Mais si l’enfant est sujet et non objet, pourquoi l’accompagner ? C’est que l’enfant n’est pas adulte, c’est une personne mais pas une grande personne. L’enfant ne sait pas ou ne peut pas protéger seul son intégrité, l’adulte si. Le pédagogue, qui accompagnait l’enfant, le protégeait ainsi de ceux qui succombant à sa beauté angélique voulaient le connaître comme les Sodomites voulaient connaître les anges que protégeait Loth4. Et (ici les hiéroglyphes nous livrent des dessins explicites) connaître non pas dans le sens de rekh5, connaître un sujet, mais dans le sens de rekh, connaître bibliquement6.

connaître (un sujet)
connaître
(bibliquement)

Il y a donc des dangers dont l’enfant n’a pas conscience, et n’a pas besoin d’avoir conscience. L’enfance demeure le temps de l’insouciance. Et il peut se le permettre car quelqu’un se soucie à sa place des dangers et l’accompagne sur la route, une route semée d’embûches. Mais devra-t-on toujours accompagner la personne ? Non, la pédagogie n’est pas là pour toujours enlever les obstacles mais en un temps7 opportun8 pour accompagner à leur franchissement. Vivre est dangereux9. L’adulte le sait et sait prévenir voire affronter les dangers. Il ne s’agira donc pas de toujours faire à la place de l’enfant mais de le protéger tout en assurant les conditions favorables à son développement. Et de l’instruire en temps voulu de la complexité du monde qui l’entoure afin qu’à son tour il puisse librement y évoluer en harmonie.

En résumé, ce voyage aux origines du sens des mots délivre des indications précieuses sur la pédagogie : elle considère l’enfant comme un sujet et non un objet, elle se soucie de le protéger, elle s’assure de son développement à son rythme, elle l’accompagne dans le monde en attendant la maturité de son autonomie.
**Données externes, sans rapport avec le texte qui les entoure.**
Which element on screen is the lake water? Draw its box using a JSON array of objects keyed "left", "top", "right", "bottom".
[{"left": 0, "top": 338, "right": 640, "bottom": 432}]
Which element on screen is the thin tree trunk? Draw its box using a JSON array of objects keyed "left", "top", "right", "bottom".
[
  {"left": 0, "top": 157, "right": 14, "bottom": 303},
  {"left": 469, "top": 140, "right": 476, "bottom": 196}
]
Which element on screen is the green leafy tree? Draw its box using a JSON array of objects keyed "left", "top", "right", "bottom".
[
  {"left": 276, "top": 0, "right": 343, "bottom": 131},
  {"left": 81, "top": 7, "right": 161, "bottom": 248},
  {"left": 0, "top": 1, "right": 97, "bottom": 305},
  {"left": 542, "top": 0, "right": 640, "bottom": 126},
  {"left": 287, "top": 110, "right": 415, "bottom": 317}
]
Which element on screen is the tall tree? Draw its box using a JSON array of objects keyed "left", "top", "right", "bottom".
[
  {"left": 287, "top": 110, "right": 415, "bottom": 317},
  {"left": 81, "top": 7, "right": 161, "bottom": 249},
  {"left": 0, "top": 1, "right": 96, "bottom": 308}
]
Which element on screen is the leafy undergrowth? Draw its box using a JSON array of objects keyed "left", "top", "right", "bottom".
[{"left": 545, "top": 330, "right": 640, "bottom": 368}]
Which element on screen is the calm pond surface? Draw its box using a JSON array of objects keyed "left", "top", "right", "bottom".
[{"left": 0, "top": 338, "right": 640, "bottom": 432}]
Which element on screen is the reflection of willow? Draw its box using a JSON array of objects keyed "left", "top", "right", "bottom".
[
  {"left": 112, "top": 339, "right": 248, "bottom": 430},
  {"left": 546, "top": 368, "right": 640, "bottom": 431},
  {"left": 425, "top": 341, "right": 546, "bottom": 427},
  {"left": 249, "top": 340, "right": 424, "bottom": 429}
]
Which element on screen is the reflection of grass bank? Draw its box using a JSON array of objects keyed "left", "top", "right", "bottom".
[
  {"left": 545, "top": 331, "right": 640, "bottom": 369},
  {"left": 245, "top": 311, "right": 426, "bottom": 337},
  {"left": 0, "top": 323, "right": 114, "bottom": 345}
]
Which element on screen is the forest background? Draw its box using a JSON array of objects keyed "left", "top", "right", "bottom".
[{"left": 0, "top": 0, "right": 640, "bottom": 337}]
Quant à la qualité d’esclave du pédagogue, retenons-en surtout la dimension de serviteur, d’une personne agissant au service d’une autre. Revisiter ce terme d’esclave donnerait l’occasion d’un voyage où il faudrait distinguer l’antiquité des temps modernes, le statut de l’argent, la place du travail, le sentiment d’être un rouage social et non un maître, la notion de liberté et d’initiative… tant de choses qui risqueraient de nuire à la patience du lecteur. Et comme le premier souci du pédagogue est de ne pas nuire, laissons-lui un temps de repos10.

© F. C. Rava-Reny, 28/12/2014, http://www.rava-reny.com

1. Cf. Antoine de La Garanderie, Critique de la raison pédagogique, Nathan, 1997, p.46.

2. Primum non nocere, en latin : d’abord (en premier lieu) ne pas nuire. Cette locution est bien connue des étudiants en médecine.

3. Le proverbe « Dans le doute abstiens-toi. » nous semblait incomplet, et en contradiction avec un des préceptes de Wang Yangming (1472-1529) (王陽明) : « Dans le doute agis.« 

4. Genèse, chapitre 19.

5. cf. Christian Jacq, Le petit Champollion illustré, Robert Laffont, p.117, ou www.hierogl.ch/hiero/rx

6. Connaître bibliquement veut dire connaître sexuellement.

7. Certains auront reconnu la notion de zone proximale de développement initiée en Europe par Vygotski (1896-1934).

8. en temps opportun : au bon moment

9. Certains vont même à dire que vivre est une maladie sexuellement transmissible dont l’issue est toujours fatale.

10. Certains auront reconnu la notion de pause structurante présentée par Hélène Trocmé-Fabre.